雅工房 作品集

長編小説を中心に、中短編小説・コラムなどを発表しています。

人の値打ちが分る時 ・ 小さな小さな物語 ( 1845 )

2025-01-19 08:06:16 | 小さな小さな物語 第三十一部

一昨日17日は、阪神淡路大地震から30年を迎えた日でした。
各地で多くの追悼行事が行われ、天皇皇后両陛下も神戸においで下さいました。
ここしばらくは、関西では、新聞もテレビも、このニュースであふれていましたが、どうやら、今日あたりは、その種のニュースは殆ど見かけなくなることでしょう。
30年というのが、どの程度大きな意味を持っているのか、節目になる年なのかは分りませんが、ずいぶん長い時間だということは確かでしょう。
神戸をはじめとして、周辺の都市も、相当凄まじい被害を受けた場所もたくさんありましたが、すでに、その痕跡を見つけるのが難しいまでに復興を果しました。
しかし、このところの報道を見ていますと、人々が負った心の傷というものは、そう簡単に完治するものではなく、むしろ、増幅する部分も小さくないのだと教えられる思いでした。

当時、私の住居も勤務先も、甚大な被害を受けた地域からは少し離れていましたので、門塀や建物に少々の被害を受けただけですみました。しかし、同僚全員の安全が確認出来るまでには丸二日余りを要しました。
震災後の数ヶ月間の生活、私の場合は職場での対応でしたが、今思い出しても、よく乗り越えられたものだという気がします。
取引関係の中には、亡くなったり、家族を亡くされた人もいましたし、自宅も住居も燃えてしまった人もいました。
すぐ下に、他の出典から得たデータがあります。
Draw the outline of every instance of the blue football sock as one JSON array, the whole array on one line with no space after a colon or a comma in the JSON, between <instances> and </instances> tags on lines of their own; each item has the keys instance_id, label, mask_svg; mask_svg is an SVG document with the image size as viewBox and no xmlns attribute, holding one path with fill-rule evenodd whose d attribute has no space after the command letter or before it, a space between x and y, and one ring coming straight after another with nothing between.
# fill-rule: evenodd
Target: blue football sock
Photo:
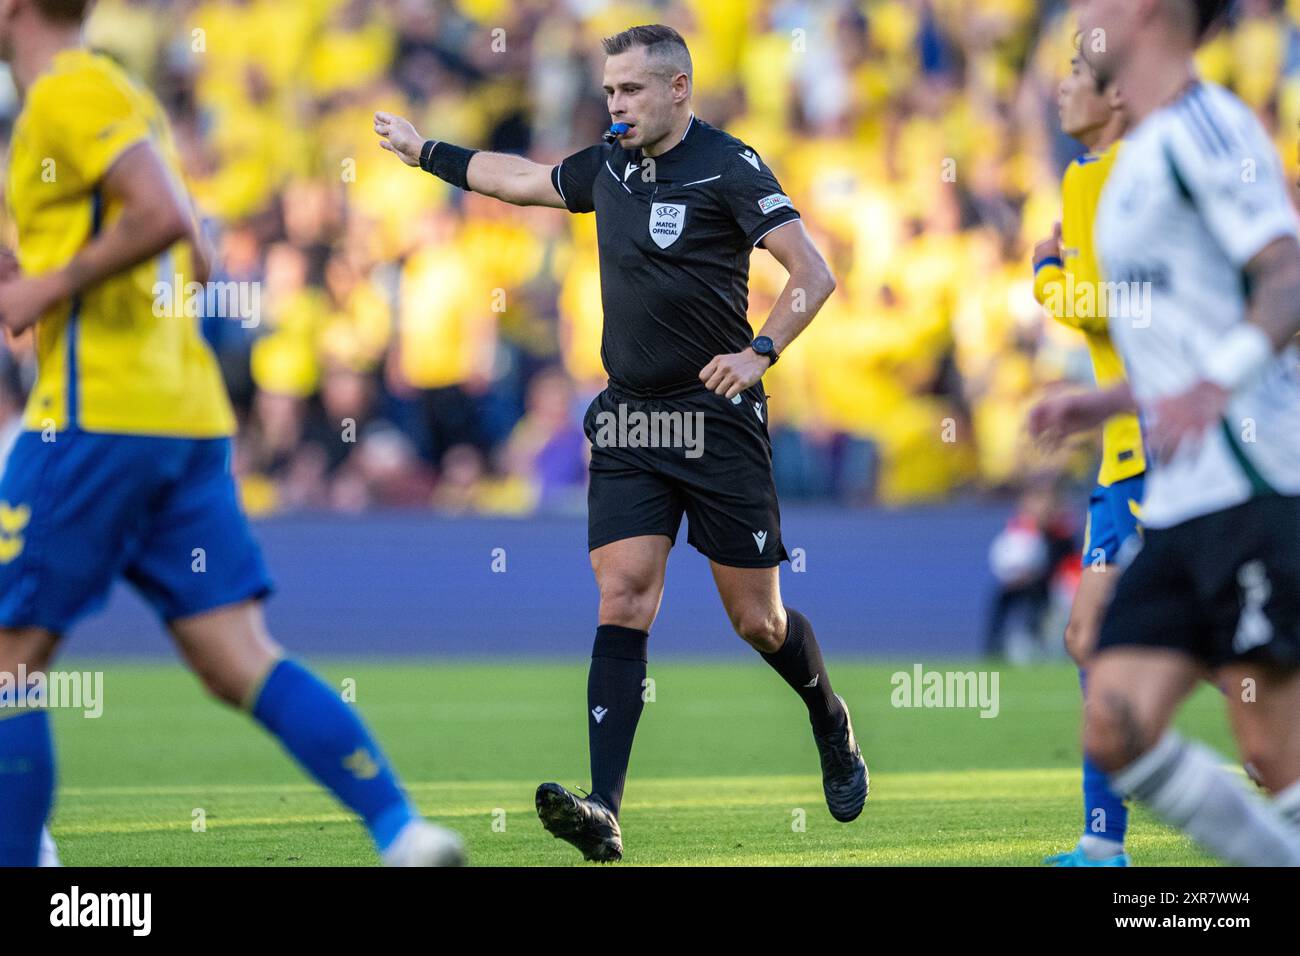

小学校の体育館に非難されていた人を見舞った時に、「もう、駄目ですよ」と中小企業を経営していた親父さんが声を挙げて泣く姿に、掛ける言葉もありませんでした。
一方で、とてもありがたい経験もさせていただきました。災害発生から二か月ばかりは、私は朝5時頃に勤務先に入り、自分で出来る仕事は8時頃までに終え、後は、大半の社員は飲み水に困っていましたので、それを何とか集めることや、被災の大きかった取引先などとの対応などにあたっていました。そうしたある日、早朝に勤務先に着くと、その入り口近くに、何ケースもの飲料水の箱が積み上げられていました。そこには、「わずかですが社員の方々に」とのメモ書きが挟まれていました。50km以上離れた取引先でした。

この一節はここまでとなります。